Monday, May 10, 2021

Passport To Treason (1956)

Passport To Treason is an obviously low-budget 1956 British spy/private eye movie.

Mike O’Kelly (Rod Cameron) is an American private eye living in London. He often does work for Ben Conner’s enquiry agency. Mike has been asked to help on a case that Ben thinks is too big to handle alone. On his way to Conner’s office, in heavy fog, Mike encounters a number of men obviously in an extreme hurry either to go somewhere or get away from something. One of them drops a passport, in the name of Amedeo Sacchi.

When Mike arrives at Conner’s office he finds Conner dead, and the office has been rifled. Mike decides to needs to know more about Amedeo Sacchi.

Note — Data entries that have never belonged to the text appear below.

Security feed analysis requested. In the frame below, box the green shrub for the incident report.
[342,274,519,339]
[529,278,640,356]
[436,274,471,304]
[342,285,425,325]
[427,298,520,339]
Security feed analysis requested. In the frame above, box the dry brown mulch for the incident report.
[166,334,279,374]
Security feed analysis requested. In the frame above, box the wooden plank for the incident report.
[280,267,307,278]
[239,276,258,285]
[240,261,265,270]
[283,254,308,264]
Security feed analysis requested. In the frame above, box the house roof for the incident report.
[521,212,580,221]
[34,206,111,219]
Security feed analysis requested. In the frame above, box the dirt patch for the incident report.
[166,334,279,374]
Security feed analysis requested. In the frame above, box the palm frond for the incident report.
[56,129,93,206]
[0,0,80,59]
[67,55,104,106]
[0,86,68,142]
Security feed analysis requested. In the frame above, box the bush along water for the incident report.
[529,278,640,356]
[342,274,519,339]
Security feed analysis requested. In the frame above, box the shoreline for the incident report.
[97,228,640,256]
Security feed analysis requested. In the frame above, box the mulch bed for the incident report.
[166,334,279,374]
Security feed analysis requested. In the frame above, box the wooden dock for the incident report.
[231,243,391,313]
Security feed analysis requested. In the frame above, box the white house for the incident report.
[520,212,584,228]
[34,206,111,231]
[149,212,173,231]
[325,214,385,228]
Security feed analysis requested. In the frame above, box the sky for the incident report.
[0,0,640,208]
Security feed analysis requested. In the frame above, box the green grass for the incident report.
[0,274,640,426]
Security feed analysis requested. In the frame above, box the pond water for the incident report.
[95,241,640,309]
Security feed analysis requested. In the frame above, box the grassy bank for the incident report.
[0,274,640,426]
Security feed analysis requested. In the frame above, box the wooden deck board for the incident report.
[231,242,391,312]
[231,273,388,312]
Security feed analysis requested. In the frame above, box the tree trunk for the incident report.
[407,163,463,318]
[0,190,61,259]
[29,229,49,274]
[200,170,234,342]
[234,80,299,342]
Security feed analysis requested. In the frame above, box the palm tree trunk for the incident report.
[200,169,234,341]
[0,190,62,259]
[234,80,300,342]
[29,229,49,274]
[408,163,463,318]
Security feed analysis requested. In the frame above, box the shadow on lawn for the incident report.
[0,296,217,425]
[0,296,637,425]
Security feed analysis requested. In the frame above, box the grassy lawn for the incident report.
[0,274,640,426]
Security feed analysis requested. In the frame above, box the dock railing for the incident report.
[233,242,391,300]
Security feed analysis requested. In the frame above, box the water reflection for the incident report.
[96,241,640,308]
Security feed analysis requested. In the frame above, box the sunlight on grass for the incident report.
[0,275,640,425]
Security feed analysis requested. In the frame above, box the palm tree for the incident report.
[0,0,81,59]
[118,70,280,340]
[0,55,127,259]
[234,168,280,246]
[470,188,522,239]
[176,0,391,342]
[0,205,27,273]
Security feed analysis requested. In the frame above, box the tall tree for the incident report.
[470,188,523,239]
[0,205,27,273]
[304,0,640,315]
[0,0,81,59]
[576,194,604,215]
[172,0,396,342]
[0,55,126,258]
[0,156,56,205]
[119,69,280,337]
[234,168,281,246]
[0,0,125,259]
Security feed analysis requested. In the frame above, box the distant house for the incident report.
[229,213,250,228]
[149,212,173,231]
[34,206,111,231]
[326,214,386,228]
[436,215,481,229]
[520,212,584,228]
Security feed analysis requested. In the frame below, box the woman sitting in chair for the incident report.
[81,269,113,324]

He searches Amedeo’s flat and is interrupted by a very jumpy young man with a gun. Mike has no problem dealing with the guy and now he’s getting more and more interested.

He gets even more interested when he meets Orlando Syms (Clifford Evans). Syms runs a group called the International League for World Peace (and writes spy thrillers in his spare time). Syms has been informed that the league has been infiltrated by a secret group. Syms had hired Ben Conner to uncover the truth about this secret group. Now he wants Mike O’Kelly to continue the investigation.

Not everybody in the League is happy about the investigation. Arrogant Harley Street specialist Dr Randolph (Douglas Wilmer) is dead set against it.

It soon becomes apparent that there are quite a few people who want O’Kelly off the case. Including Diane Boyd (Lois Maxwell). O’Kelly isn’t sure which side Miss Boyd is on. She says she’s trying to warn him off for his own protection.

And there have now been two murders. O’Kelly knows he’s onto something big but he’s about to realise, in a very painful manner, just how nasty the people he’s up against really are. They have more ingenious methods than mere crude violence for dealing with meddling private enquiry agents.

O’Kelly is in possession of a vital clue, if only he knew what it meant. It would also help if he had some idea what this secret group within the league was all about but that’s something else he doesn’t know.

Passport To Treason
was produced by Robert S. Baker and Monty Berman, with Baker directing and Berman doing the cinematography. Baker and Berman went on to great success in television in the 60s, notably as producers of The Saint and Gideon’s Way.

Kenneth R. Hayles and Norman Hudis wrote the screenplay, based on the novel by Irish spy fiction writer Paddy Manning O’Brine (who was rumoured to be a former British spy).

Craggy-faced Canadian Rod Cameron later starred in the short-lived but rather interesting American private eye series Coronado 9 in which he plays a character not unlike Mike O’Kelly - a big shambling gruff tough guy (in fact very tough) but kind of likeable in his own way.

Lois Maxwell as Diane Boyd makes a pretty good femme fatale type.

The whole cast is quite strong, with John Colicos being nicely sinister.

There are some noirish visual touches - lots of fog and shadows and some good night scenes. While there’s nothing particularly noir about the story there is plenty of paranoia.

Passport To Treason is one of the nine feature films in the Renown Pictures Crime Collection Volume 1 boxed set (an excellent value-for-money set). The transfer is reasonably good.

Passport To Treason is a very decent little spy thriller of the pre-Bond films era. Highly recommended.